Cenote Escondido : Across the highway from Cenote Cristal is Escondido - the ‘Hidden Cenote’. This one is full of wildlife and aquatic vegetation and great for snorkeling, with little islands and caves here and there. It also has multiple spots for cliff jumping and is a favorite for cave divers, who you will see disappearing under the submerged shelf into the flooded caves. If you want to get some quiet time and the best opportunity to see the wildlife, arrive early.
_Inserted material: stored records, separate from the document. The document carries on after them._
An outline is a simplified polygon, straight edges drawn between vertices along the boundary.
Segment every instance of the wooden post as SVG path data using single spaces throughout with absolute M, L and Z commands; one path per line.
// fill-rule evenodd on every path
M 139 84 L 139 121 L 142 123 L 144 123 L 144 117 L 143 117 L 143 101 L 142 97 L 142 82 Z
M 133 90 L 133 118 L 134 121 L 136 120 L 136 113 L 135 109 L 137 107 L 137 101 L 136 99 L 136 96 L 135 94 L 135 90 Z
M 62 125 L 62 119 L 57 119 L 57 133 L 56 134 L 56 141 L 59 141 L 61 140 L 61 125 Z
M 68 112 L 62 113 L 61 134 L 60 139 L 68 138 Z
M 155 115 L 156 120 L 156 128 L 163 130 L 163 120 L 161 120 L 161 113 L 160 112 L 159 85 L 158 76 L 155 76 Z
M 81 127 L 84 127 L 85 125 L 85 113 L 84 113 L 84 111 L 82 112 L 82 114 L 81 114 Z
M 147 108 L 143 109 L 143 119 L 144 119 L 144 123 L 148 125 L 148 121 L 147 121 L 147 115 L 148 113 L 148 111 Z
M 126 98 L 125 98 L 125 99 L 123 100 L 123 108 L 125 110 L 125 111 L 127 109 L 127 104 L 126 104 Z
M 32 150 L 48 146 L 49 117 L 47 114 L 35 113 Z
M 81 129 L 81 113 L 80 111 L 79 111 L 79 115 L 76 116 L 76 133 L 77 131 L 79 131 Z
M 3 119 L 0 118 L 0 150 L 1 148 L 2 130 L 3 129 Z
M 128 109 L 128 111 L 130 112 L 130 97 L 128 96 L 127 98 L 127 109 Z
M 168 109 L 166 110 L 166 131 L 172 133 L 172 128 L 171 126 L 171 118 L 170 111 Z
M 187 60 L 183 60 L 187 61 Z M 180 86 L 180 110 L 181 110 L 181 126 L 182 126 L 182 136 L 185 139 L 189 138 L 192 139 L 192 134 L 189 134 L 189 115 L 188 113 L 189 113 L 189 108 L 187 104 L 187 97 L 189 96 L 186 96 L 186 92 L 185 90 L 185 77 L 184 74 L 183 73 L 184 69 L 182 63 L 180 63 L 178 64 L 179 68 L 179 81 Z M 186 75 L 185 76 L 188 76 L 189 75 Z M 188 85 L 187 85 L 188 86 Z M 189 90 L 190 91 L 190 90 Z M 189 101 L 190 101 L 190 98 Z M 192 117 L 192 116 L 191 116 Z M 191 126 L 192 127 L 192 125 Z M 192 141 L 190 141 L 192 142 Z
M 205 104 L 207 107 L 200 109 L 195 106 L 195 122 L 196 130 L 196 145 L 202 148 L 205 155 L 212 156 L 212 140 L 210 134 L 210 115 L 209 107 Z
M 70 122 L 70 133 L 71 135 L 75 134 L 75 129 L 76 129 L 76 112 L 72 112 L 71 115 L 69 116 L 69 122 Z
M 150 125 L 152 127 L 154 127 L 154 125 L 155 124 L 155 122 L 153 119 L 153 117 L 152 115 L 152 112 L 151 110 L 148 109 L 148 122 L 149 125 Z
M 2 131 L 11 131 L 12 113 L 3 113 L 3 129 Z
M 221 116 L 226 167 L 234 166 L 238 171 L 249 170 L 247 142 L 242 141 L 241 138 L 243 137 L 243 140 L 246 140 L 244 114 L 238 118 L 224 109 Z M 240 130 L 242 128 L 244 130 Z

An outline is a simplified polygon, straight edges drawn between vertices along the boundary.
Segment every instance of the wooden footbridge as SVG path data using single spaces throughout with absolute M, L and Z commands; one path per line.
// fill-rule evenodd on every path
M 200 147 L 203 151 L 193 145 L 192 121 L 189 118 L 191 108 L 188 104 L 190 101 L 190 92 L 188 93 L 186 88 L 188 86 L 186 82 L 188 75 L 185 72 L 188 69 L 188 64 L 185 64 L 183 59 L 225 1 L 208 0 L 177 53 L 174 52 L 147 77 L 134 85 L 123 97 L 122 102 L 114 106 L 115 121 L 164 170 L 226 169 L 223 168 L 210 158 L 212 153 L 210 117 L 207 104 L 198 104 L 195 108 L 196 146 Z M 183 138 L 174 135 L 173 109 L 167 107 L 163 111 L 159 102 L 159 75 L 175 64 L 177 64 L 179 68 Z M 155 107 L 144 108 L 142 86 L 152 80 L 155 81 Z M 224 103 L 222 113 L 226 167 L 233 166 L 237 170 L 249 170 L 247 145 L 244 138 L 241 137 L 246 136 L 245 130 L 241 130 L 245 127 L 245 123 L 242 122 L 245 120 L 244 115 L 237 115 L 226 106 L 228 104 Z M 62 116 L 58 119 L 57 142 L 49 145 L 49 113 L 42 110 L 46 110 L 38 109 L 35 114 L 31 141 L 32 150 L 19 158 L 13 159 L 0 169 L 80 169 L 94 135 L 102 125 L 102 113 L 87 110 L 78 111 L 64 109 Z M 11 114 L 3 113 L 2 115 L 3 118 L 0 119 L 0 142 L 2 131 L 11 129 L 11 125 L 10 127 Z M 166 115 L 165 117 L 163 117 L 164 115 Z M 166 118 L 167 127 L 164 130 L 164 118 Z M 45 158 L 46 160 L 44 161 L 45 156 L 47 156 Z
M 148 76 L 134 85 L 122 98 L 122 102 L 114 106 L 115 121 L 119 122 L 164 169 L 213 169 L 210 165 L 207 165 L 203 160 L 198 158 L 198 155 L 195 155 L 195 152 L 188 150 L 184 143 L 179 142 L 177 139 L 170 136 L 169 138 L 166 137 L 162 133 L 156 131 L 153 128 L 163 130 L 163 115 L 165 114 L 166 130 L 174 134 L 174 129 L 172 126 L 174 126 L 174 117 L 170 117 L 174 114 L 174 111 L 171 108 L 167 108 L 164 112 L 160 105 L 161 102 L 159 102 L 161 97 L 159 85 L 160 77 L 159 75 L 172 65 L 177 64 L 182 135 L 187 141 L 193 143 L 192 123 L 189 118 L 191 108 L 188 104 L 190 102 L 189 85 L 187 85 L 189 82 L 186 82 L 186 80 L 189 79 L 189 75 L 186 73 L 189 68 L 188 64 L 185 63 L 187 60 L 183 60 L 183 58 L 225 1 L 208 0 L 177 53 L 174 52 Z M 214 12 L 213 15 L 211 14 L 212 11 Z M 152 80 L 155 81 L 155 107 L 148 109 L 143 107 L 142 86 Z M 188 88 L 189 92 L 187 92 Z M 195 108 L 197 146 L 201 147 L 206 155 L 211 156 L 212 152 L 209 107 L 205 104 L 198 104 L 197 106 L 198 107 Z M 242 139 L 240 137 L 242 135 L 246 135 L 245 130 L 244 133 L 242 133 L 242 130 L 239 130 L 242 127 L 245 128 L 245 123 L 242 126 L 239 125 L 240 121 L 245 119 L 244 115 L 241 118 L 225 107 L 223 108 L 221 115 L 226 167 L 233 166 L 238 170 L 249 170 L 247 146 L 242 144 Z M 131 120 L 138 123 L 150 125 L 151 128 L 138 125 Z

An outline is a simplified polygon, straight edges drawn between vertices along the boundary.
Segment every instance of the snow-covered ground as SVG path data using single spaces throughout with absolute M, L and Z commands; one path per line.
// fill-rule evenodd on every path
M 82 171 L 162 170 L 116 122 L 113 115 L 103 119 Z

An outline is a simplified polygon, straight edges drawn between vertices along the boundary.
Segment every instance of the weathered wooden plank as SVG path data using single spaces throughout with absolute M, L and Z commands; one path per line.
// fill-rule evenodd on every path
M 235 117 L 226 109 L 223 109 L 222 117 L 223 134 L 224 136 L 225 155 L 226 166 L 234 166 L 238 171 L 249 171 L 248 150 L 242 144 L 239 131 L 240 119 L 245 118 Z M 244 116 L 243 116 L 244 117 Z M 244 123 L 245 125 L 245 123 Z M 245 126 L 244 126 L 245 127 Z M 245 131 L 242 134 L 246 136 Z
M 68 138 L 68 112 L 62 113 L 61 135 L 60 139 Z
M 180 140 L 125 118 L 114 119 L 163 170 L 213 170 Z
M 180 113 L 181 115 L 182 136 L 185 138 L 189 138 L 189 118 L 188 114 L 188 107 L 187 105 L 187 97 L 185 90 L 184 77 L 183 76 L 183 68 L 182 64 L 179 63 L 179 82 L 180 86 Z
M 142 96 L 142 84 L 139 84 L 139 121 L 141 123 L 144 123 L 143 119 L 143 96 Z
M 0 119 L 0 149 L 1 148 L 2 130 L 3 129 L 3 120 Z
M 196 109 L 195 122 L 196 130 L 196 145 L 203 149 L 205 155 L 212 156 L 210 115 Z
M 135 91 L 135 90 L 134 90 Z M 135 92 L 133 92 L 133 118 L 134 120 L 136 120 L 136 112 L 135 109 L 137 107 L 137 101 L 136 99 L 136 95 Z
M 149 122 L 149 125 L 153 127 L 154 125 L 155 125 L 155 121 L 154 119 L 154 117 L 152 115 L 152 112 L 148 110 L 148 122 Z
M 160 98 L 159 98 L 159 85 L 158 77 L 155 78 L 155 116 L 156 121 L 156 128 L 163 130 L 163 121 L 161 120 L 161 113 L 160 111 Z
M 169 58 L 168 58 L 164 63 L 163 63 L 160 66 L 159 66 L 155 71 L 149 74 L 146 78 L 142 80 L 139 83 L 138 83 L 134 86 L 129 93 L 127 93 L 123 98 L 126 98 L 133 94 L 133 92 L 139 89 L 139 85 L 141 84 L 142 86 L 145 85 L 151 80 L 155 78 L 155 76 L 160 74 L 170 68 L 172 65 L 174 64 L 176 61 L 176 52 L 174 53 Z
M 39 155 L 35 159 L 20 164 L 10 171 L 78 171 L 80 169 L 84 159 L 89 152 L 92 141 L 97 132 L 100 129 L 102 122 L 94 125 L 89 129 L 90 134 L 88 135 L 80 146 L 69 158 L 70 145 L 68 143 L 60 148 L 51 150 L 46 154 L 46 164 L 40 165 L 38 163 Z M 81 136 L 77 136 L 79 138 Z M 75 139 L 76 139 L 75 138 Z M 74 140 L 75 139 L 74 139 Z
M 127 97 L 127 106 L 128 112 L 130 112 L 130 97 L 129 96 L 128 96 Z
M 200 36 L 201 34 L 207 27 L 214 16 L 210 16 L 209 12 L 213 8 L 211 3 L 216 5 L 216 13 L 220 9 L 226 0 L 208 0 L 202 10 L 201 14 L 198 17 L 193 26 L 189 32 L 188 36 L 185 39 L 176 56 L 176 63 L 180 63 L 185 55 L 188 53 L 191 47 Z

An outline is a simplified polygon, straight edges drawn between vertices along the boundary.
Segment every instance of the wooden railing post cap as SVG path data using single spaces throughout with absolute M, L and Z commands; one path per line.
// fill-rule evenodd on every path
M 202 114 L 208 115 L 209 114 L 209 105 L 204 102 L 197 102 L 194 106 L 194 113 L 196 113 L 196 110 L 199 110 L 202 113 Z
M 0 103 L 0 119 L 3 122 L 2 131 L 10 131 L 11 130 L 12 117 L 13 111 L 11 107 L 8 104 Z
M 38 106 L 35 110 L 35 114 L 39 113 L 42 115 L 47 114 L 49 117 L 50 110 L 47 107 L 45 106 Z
Cenote Corazón : A couple of kilometers further past cenote Cristal & Escondido, it gets its name from its form in the shape of a heart. A huge variety of birds come to visit because it’s outside of the city, like Escondido, it’s great for a quiet swim or snorkel if you arrive early. Popular with locals it can get busy in the afternoon, there is even a little restaurant serving food & drinks, or bring your own picnic to sit at the tables around the water's edge. The clear blue fresh water is spectacular and the temperature is perfect on a sunny day.
Gran Cenote: One of the best known and most visited cenotes in the Riviera Maya, it gets extremely busy, meaning arriving early (opens 8am) is a MUST. The Gran Cenote has it all: turquoise waters, a cave full of rock formations, loads of fish & turtles, an island of vegetation in the middle and even a tunnel that leads you to a second open sinkhole with another island. Super photogenic, this cenote is very popular for good reason. The price might be too steep for some but the visit is definitely worth it.
Casa Cenote: Located literally a stone’s throw from the waters of the Caribbean Sea, this cenote is also known as Manati, as one of these beautiful sea creatures used to live here. A very unique open cenote, it connects an underground river spring to the ocean via a mangrove canal and submerged cave. An excellent place to snorkel as it is teeming with wildlife, it is also very popular as a place to learn how to scuba dive. Mangrove roots extend into the water and vegetation grows on all sides, combining with exceptional underwater landscapes that you can observe during the snorkeling.
Cenote Cristal : This cenote is to be added to your bucket list. A short bike ride from Tulum at the southern end of town and just off highway 307, the location is perfect for a refreshing break. In the shape of a perfect circle, the raised platform at one end gives a great aerial view for photos and of course is heaps of fun for jumps, dives & somersaults. Surrounded by lush vegetation, with picnic tables and plenty of hammocks too, this cenote is a longtime favorite of Tulum locals.
Cenote Car Wash : The crystal-clear water of this cenote in Tulum makes it a popular spot for snorkeling and the deep cave system it is part of attracts divers eager to explore life below the surface of the cenote. With snorkel gear you can observe the 5 meters depth and beautiful stalagmites with all the vegetation of the cenote, as well as follow the divers' path until they disappear into the underground world… Located 6km from Tulum on the Coba road, it is usually less busy than many of the others mentioned on this list and is one of the better options if you don't want to get up too early to enjoy a quiet swim in nature.
Cenote Azul : This cenote welcomes you at first with 2 small pools of translucent turquoise water. Shallow and hidden in the middle of the jungle and vegetation, you can wade in and meet the small fish that are there. Then you will arrive at the large cenote azul basin and you will understand why the cenote bears this name. Between the transparent blue, green and turquoise water and the reflection of the sun's rays on the water and the vegetation, it is simply breathtaking. Do not miss the beauty of this natural resource. Tips : arrive early in the morning because it could be crowded in the afternoon, victim of his own success. (N.B. This cenote is located further away, near Puerto Aventuras).